Infine, pochi giorni fa, il 13 di settembre, il parlamentare dell’AfD Stephan Brandner ha detto ai media che Maasser gli aveva fatto avere informazioni sul report annuale dell’agenzia d’intelligence prima della sua pubblicazione.

Da settimane i giornali tedeschi dicono che la Merkel vuole licenziare Maassen, ma è stata fermata da Seehofer, capo della Csu, che deve affrontare elezioni in Baviera in autunno e sta attuando una politica di appeasement con la destra, anche estrema.

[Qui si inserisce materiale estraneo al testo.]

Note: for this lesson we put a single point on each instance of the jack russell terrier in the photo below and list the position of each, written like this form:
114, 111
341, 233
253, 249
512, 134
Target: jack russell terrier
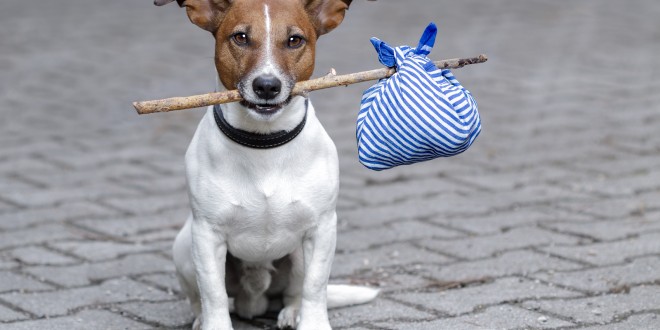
263, 174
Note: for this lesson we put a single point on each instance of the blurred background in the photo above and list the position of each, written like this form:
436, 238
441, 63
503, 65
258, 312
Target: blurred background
551, 219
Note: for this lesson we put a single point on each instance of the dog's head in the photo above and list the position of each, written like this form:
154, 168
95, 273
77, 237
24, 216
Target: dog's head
263, 47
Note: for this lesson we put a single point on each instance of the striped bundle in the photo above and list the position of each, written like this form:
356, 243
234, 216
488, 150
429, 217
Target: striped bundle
418, 114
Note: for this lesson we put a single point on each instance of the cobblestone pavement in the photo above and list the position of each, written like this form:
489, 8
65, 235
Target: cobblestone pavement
551, 220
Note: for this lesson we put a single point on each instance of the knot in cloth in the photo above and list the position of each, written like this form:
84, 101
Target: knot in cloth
418, 114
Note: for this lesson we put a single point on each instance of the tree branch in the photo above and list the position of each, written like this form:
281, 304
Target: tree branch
303, 87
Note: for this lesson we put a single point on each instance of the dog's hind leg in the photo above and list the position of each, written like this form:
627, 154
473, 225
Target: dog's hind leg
251, 299
290, 315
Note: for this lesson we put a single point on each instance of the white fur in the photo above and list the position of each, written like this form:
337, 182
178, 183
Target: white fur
263, 222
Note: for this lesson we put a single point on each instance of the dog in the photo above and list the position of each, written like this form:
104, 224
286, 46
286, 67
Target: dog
263, 174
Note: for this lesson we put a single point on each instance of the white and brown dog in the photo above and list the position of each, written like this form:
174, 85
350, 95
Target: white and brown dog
262, 174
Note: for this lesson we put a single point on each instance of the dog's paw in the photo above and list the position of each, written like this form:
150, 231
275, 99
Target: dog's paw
289, 317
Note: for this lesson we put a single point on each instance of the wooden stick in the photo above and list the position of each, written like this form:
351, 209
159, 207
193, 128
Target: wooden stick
303, 87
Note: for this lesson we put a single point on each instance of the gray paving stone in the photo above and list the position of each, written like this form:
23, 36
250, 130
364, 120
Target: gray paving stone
36, 255
147, 205
61, 302
610, 278
617, 208
381, 310
49, 197
8, 315
62, 212
398, 254
87, 273
101, 250
505, 220
608, 253
483, 246
611, 230
467, 300
403, 190
40, 234
83, 320
169, 314
389, 233
10, 281
602, 309
643, 321
496, 317
167, 282
123, 227
509, 263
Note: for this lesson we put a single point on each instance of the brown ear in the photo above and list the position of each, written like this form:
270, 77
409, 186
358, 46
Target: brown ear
327, 14
206, 14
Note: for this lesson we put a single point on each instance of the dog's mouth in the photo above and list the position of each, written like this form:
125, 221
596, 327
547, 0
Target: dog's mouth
265, 108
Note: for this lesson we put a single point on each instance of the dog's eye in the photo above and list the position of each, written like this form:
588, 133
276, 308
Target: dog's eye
240, 38
295, 42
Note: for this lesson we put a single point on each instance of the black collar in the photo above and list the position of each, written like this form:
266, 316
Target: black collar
255, 140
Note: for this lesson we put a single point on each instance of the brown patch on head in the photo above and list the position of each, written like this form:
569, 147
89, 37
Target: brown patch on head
268, 40
246, 43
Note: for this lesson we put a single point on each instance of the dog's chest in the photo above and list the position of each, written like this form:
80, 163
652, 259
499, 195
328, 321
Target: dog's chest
269, 218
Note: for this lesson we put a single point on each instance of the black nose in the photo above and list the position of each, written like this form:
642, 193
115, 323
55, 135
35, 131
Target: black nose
267, 86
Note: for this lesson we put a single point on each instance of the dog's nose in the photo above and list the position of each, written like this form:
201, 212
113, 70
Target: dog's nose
267, 87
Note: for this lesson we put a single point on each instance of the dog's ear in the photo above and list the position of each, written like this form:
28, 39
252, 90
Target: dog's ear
326, 14
207, 14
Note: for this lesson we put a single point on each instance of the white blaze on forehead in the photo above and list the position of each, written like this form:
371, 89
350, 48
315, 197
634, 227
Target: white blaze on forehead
268, 65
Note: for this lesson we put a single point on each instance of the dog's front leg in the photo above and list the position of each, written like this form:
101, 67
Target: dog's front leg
209, 257
319, 250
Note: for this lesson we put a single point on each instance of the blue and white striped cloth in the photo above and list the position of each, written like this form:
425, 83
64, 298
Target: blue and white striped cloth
418, 114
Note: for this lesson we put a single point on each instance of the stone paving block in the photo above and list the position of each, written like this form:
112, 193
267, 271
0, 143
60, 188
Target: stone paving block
146, 205
500, 221
122, 227
509, 180
9, 184
157, 185
411, 209
8, 315
101, 250
85, 159
53, 196
26, 164
112, 172
169, 314
87, 273
398, 254
476, 247
620, 185
381, 310
507, 264
393, 232
611, 230
61, 302
642, 321
469, 299
83, 320
40, 234
616, 208
168, 282
496, 317
609, 278
403, 190
607, 253
37, 255
10, 281
62, 212
602, 309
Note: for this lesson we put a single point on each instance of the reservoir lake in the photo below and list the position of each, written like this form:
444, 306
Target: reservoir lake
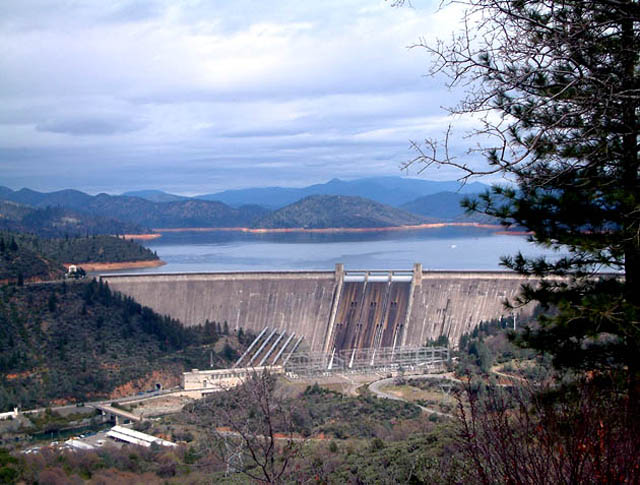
447, 248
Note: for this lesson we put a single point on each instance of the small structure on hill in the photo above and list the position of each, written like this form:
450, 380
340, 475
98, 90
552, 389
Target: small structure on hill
136, 437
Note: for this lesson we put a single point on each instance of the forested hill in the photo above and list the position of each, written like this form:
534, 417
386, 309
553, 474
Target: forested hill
61, 221
329, 211
80, 341
25, 256
135, 212
20, 262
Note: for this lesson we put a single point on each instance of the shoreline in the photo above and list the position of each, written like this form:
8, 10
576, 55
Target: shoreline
432, 225
117, 266
143, 237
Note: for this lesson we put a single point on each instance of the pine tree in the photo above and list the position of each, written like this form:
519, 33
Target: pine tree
557, 86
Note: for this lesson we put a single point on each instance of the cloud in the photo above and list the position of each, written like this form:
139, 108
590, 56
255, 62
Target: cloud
194, 92
90, 126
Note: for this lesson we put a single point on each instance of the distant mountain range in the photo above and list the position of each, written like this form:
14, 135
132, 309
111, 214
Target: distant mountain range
369, 202
325, 211
393, 191
60, 221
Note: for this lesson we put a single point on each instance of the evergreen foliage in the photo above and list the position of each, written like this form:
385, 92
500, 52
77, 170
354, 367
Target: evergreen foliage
80, 340
562, 79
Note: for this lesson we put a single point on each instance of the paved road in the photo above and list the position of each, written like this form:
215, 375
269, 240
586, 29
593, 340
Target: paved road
375, 388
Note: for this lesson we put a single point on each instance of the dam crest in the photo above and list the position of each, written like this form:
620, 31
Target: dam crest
333, 310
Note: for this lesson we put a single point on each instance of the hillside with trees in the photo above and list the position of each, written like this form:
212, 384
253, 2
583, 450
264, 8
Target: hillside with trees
79, 340
25, 257
20, 262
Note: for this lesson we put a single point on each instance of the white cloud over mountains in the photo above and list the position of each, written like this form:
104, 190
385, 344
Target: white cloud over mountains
197, 96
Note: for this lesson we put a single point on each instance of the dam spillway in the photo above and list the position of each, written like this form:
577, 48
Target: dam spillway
333, 310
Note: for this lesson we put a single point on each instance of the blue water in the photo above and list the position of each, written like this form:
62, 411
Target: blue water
445, 249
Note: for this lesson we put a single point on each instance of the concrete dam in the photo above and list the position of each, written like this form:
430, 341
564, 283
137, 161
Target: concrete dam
332, 310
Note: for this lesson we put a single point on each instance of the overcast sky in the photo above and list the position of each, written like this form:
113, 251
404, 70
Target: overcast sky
199, 96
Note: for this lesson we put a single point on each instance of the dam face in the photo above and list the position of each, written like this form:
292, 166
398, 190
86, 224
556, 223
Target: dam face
333, 310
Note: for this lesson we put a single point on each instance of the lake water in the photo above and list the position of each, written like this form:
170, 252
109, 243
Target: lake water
447, 248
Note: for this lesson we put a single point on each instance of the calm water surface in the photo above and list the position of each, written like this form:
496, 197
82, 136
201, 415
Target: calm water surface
445, 248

Mentre i socialdemocratici chiedevano le dimissioni di Maassen, per giorni Seehofer ha difeso il capo dei servizi.

 

Alla fine, i tre partner di governo hanno trovato un compromesso per salvare la faccia: Maassen non avrà più alcun ruolo nell’intelligence, ma rimarrà come segretario di stato al ministero dell’Interno, evitando così la cacciata dal servizio pubblico.

I servizi d’intelligence interni tedeschi hanno una lunga storia di promiscuità con la destra estrema: il predecessore di Maassen era stato rimosso sei anni fa dopo che si scoprì che la sua agenzia aveva distrutto documenti legati a una serie di attacchi terroristici dell’estrema destra contro gli immigrati.